Fresh water is a vital resource for growing fruit and vegetables. It is also a crucial element in our production processes at Greenyard Prepared and Frozen, where we use if to wash, process
and preserve our products. Within our Fresh division, we use water to wash fresh cut vegetables and salads which we use in our convenience products.
And even if fruit and vegetables have a relatively low water footprint compared to many other food categories, we are very conscious of the value of fresh and good quality water and strive to reduce consumption and mitigate risks every way we can – not only in our own operations, but all through the value chain.
Greenyard regularly reviews water-related risks for all its processing sites, using the WWF Water Risk Filter. About 3% of Greenyard water withdrawals are from areas with a moderate depletion risk. The site depends for 90% on municipal (drinking) water and 10% on groundwater. Other sites are located in areas with very limited or low depletion risk.
At Greenyard, we are committed to reduce our water consumption every year. Key metric is the water intensity of our processed products. We also measure water consumption and water discharge at all of our sites. The insights are used to set annual reduction targets and identify key initiatives to achieve them. Constant monitoring ensures the quality of water effluent discharge is always in line with the standards of local regulations and permits.
We acknowledge our responsibility to safeguard sustainable water use throughout our supply chain. 24% of fruit and vegetable volumes sourced by Greenyard originate from countries with a water depletion score >3 (WWF Water Risk Filter). The proportion remains stable in line with the product basket in which we offer our customers year-round sourcing from diverse origins. We seek to support growers to work more efficiently and assist with certification where needed.

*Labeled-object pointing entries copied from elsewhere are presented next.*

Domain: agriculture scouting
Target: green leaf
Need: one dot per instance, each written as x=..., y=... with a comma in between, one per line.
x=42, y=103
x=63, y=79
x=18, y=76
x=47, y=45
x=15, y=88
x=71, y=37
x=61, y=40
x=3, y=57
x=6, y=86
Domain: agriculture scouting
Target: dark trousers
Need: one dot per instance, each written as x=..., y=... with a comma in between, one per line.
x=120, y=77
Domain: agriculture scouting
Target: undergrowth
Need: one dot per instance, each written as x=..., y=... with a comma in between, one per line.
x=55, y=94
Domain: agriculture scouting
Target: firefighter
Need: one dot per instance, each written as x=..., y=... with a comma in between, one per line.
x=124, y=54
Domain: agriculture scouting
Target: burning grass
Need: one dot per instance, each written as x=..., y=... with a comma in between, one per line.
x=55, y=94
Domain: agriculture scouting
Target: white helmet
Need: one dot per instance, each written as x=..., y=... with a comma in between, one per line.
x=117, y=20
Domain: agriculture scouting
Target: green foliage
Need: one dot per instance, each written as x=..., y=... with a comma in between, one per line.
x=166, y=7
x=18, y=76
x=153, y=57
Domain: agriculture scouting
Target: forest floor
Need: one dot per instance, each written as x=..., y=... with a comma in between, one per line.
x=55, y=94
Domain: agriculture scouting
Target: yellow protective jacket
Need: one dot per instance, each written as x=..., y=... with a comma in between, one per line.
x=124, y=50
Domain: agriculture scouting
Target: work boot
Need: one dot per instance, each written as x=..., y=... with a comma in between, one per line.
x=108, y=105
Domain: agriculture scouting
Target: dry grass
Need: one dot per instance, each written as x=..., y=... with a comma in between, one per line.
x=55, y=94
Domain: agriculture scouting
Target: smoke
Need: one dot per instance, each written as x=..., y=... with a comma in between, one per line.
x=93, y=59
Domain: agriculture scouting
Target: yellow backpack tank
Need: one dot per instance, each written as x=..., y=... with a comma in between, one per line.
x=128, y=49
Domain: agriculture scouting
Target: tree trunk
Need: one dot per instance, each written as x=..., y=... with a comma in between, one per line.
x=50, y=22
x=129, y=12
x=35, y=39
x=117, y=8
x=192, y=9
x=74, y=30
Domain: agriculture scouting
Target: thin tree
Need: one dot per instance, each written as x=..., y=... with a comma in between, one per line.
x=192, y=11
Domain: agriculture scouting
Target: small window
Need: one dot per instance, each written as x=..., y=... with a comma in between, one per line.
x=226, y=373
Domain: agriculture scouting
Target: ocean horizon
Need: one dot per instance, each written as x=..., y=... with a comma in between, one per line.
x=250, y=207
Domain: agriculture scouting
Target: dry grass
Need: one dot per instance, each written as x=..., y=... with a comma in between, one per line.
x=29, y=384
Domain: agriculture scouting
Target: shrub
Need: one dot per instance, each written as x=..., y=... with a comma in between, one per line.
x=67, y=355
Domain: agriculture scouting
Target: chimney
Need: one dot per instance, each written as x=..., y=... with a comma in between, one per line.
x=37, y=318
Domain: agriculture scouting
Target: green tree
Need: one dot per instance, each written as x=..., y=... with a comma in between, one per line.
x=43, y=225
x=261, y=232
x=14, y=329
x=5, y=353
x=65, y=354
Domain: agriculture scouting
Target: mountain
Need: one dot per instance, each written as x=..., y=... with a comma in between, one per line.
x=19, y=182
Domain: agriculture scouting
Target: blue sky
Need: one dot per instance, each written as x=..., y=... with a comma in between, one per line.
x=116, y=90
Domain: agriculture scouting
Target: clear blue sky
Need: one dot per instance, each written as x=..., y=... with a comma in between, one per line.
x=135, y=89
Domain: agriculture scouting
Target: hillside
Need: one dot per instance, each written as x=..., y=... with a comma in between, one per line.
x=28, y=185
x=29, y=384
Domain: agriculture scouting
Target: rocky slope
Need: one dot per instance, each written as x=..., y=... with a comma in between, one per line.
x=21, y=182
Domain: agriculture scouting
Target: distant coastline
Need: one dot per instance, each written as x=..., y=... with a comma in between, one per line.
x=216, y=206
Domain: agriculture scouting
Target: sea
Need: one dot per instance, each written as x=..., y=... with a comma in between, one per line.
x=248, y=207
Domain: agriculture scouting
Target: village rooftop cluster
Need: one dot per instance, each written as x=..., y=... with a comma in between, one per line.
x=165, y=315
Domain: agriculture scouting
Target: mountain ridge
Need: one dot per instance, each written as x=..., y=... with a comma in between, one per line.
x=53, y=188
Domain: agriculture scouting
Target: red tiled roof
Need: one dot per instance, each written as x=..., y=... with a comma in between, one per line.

This year, Greenyard consumed 4.78 million m³ water in our own operations, an increase of 6% largely caused by the exceptional sales growth (10%) and the water-intensive Frozen and Prepared divisions being confronted with stockpiling of frozen and canned products during subsequent lockdowns. Nevertheless, water intensity in these divisions decreased by 2%, mainly as a result of water-efficiency improvements in our processes and investments to reuse water. Relatively clean waterflows are treated and cleaned in a controlled loop which enables us to reuse it in specific parts of our processes.
Greenyard has committed to map the water risk for its entire grower base by 2025. This year the focus was on the Frozen and Prepared divisions, along with a major Fresh business entity. Together they represent 46% of our sourced volumes. We expect to map the water risk for 80 to 90% of our sourced volumes by 2022 to reach 100% by 2025.

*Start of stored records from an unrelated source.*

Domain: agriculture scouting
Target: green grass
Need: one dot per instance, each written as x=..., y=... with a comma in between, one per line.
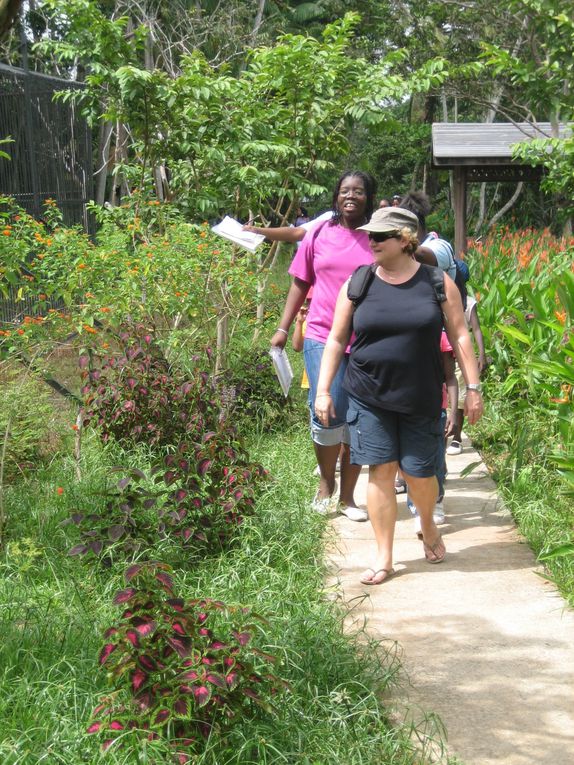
x=54, y=609
x=519, y=460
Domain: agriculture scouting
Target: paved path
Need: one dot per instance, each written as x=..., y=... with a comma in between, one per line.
x=485, y=642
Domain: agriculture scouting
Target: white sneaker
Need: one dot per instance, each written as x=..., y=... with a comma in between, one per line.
x=324, y=505
x=354, y=513
x=438, y=514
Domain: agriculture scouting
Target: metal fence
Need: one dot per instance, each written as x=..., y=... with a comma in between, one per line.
x=50, y=156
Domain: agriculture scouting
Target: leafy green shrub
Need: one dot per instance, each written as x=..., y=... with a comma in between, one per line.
x=255, y=397
x=137, y=397
x=179, y=670
x=201, y=494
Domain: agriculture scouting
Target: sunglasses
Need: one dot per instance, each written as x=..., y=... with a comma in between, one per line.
x=382, y=236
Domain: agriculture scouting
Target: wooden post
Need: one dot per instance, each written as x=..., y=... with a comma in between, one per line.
x=459, y=178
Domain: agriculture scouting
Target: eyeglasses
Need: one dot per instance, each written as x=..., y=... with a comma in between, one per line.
x=382, y=236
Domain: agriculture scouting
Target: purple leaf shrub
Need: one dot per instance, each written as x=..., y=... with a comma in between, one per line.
x=180, y=670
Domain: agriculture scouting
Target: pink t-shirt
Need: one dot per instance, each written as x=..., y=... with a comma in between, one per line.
x=326, y=263
x=445, y=347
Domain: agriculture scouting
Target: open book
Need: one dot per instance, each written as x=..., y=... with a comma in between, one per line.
x=232, y=229
x=282, y=368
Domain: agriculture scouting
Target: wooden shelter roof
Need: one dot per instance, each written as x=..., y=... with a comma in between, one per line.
x=478, y=144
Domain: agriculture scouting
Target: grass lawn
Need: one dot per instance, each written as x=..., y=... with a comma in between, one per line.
x=54, y=610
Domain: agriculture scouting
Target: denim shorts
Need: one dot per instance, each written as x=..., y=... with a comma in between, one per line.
x=337, y=431
x=379, y=436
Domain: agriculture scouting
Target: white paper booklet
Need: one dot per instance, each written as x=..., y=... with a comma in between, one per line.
x=232, y=229
x=282, y=367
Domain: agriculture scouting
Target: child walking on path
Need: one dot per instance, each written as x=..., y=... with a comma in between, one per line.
x=473, y=324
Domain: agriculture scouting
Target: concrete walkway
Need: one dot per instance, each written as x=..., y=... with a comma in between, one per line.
x=485, y=642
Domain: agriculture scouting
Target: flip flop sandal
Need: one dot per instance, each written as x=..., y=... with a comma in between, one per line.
x=388, y=572
x=400, y=487
x=435, y=549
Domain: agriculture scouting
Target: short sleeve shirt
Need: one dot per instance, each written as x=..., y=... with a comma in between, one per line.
x=326, y=260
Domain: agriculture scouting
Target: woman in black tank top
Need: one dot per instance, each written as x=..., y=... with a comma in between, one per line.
x=395, y=378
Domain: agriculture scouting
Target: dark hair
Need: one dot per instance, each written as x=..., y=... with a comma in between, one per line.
x=419, y=203
x=370, y=189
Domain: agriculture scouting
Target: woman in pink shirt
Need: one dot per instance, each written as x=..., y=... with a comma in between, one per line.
x=327, y=256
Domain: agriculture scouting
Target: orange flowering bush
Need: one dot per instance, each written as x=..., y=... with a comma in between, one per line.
x=147, y=264
x=525, y=284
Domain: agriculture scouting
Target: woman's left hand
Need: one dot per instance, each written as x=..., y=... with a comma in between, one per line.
x=324, y=407
x=473, y=406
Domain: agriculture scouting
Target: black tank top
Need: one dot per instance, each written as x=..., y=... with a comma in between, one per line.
x=395, y=360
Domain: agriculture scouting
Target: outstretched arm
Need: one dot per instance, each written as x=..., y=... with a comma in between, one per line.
x=290, y=234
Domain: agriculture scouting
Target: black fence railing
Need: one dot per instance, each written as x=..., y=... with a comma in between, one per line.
x=50, y=154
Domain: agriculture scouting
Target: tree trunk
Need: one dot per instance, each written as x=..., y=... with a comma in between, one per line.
x=103, y=158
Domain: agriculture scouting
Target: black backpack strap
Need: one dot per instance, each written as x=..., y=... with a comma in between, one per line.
x=436, y=276
x=360, y=282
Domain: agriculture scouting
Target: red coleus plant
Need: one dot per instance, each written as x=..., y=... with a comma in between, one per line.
x=136, y=396
x=180, y=670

For better transparency, we have been disclosing our water-related risks and impact under the terms of the CDP (water security) since 2020. We were pleased to achieve a B- score in our first year of participation.
Beyond our commitment to map the water risk for our entire grower base by 2025, we aim to further reduce the water-intensity in our processing sites through continued water-efficiency investments and increased wastewater treatment. We aim to further reduce water-intensity in our Frozen and Prepared divisions by 10% by 2025 (compared to 2019). At the processing site which is located in an area with water stress, trials are ongoing with a view to install an innovative wastewater treatment plant which would allow the reuse of processing water flows and reduce the need for water withdrawals.